The University of Toronto, with a lot of older infrastructure, has ‘pretty much every type of ventilation system that has ever been built, given the size of our campus,’ says Ron Saporta, the institution’s chief operations officer. (Nathan Denette/The Canadian Press)
Where possible, those same MERV 13 filters used by Choice Properties have been installed at the university, and the volume of fresh air intake has also been increased — especially in high-density spaces such as classrooms, where students are expected to return this fall.
“What we’ve decided to do is to set up a specific target for ventilation in our classrooms. And what we’ve done is we’ve set it at six air-changes per hour,” he said.
Saporta said that is “about the ventilation rate you see in hospitals and places like clinics.”
In some rooms where meeting those air-quality standards proved more challenging, HEPA filtration units were added. A small amount of trickier spaces just won’t be used this year.
Saporta said he recognized this may not be the last time the university has to adjust its COVID-19 policies to align with emerging research. “We think this is the right strategy for what we have now in terms of evidence and science.”
Even as vaccination rates continue to rise in Canada, adaptability remains key in the face of a virus that continues to surprise.

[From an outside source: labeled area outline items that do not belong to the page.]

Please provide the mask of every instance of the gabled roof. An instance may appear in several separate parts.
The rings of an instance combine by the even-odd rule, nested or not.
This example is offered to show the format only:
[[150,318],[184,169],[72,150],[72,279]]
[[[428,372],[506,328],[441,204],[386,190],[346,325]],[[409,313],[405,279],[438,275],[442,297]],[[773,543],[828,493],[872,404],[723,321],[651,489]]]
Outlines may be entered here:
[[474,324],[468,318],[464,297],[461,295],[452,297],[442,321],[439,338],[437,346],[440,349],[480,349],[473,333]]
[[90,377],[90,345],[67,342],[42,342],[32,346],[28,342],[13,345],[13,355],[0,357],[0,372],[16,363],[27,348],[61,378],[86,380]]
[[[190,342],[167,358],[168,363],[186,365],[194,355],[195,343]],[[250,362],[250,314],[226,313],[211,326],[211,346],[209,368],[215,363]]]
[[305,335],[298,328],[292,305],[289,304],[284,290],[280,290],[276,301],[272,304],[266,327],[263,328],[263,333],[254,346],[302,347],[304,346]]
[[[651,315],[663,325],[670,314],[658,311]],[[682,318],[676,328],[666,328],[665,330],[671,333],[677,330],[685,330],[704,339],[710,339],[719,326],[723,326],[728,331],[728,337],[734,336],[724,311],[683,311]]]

Workers at a factory in Mississauga, Ont., wear mandatory masks and gloves. While the Public Health Agency of Canada and the Ontario government have released guidance on improving ventilation in workplaces, widespread public health messaging on the subject has been lacking. (Nathan Denette/The Canadian Press)
Shawn Stone of International Electronic Components is now fully vaccinated and has offered his staff a $100 bonus for each jab, but he said he’s been watching news of a fourth wave, and he’s not letting his guard down.
“I think the worst thing for somebody would be to be worried about their well-being going to work every day,” he said. “So we’re trying to mitigate that as much as we can.”